Low-Cost Attack on GSM Encryption Demoed

At the Black Hat show, a pair of security researchers show a way to use cheap, off-the-shelf hardware to receive and decipher encypted GSM signals.

WASHINGTON - A pair of security researchers have developed a way to use $1,000 worth of off-the-shelf hardware to receive and decipher GSM signals, significantly reducing the time it takes to eavesdrop on conversations on the world's largest mobile phone network.
The technology was introduced Feb. 20 at the Black Hat DC Briefings here by David Hulton and Steve Miller, two wireless security experts who claim they are the first to implement a low-cost practical attack against A5/1, the cipher used to protect the privacy of GSM cell phone calls.
"GSM is not secure. It's a big network with base stations all over the place. Our goal is to raise awareness and to motivate the mobile industry to secure the network," Hulton said.
Hulton, who is best known for his work on 802.11b penetration testing and auditing tools, warned that the reduction in cost and time to crack GSM encryption technology could lead to a rise in data and identity theft attacks, with malicious hackers eavesdropping on cell phone calls and tracking the location of mobile phone users.
He teamed up with Miller on stage to demo the "fully passive" technique, which uses a combination of the TMTO (Time-Memory Trade Off) or Rainbow Table attack and some other tricks.
"One of the tricks that we use to compute such a large table is by implementing the Rainbow Table generation and real-time attack on FPGAs. This reduced our time drastically. On a single PC it would take roughly 33,000 years to compute the table or would take 33,000 PCs one year. With a moderate 4U cluster of 68 FPGAs [field-programmable gate arrays], we can do it in three months," he said.
Hulton, the co-founder of Pico Computing, a manufacturer of compact embedded FPGA computers, said his company is developing new hardware to speed this up and make the attack more cost effective.
"The time to crack it comes down to money," he said.
According to Hulton and Miller, an attacker with access to six 350GB hard drives (2TB) and one FPGA can easily recover the key of a GSM conversation (voice or sms/text) in less than 30 minutes.

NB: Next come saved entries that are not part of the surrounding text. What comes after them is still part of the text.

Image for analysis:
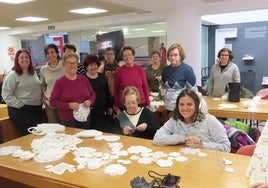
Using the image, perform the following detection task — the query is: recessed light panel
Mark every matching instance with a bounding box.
[0,0,34,4]
[0,26,10,30]
[131,28,146,31]
[70,7,107,15]
[15,17,49,22]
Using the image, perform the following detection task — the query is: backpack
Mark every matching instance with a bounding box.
[224,125,255,153]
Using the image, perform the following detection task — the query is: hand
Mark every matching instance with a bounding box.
[42,95,48,104]
[123,126,133,135]
[69,102,79,110]
[185,136,203,148]
[136,123,147,132]
[107,108,113,116]
[83,100,91,108]
[130,176,155,188]
[155,75,162,82]
[114,106,121,115]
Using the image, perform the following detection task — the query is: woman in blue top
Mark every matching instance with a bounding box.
[160,43,197,112]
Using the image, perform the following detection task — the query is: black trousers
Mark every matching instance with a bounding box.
[8,105,42,136]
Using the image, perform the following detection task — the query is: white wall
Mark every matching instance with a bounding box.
[0,30,21,75]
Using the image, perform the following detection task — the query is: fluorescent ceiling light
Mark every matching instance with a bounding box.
[202,9,268,25]
[110,26,124,29]
[154,22,166,25]
[15,17,48,22]
[70,7,107,15]
[152,30,165,33]
[123,28,128,33]
[131,28,146,31]
[0,0,34,4]
[0,26,10,30]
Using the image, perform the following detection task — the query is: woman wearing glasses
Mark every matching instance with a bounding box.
[116,86,158,139]
[114,46,150,111]
[160,43,197,114]
[50,52,95,129]
[207,48,240,97]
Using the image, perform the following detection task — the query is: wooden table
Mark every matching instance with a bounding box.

"The speed is proportional to the hard drive access time and the number of FPGAs. For the cheap attack to work twice as fast, it would require twice the number of hard drives and twice the number of FPGAs," he said.
It is not the first time that the A5/1 stream cipher came under the scrutiny of security researchers but, before now, realistic attacks required about $1 million in equipment, Hulton said.
He also used his presentation to detail several security holes in the GSM standard, warning that only the air part of a GSM communication is encrypted. "The signal is decrypted at the base station and then transmitted in clear text across the network," he said, noting that the encryption on the air part was broken in 1998.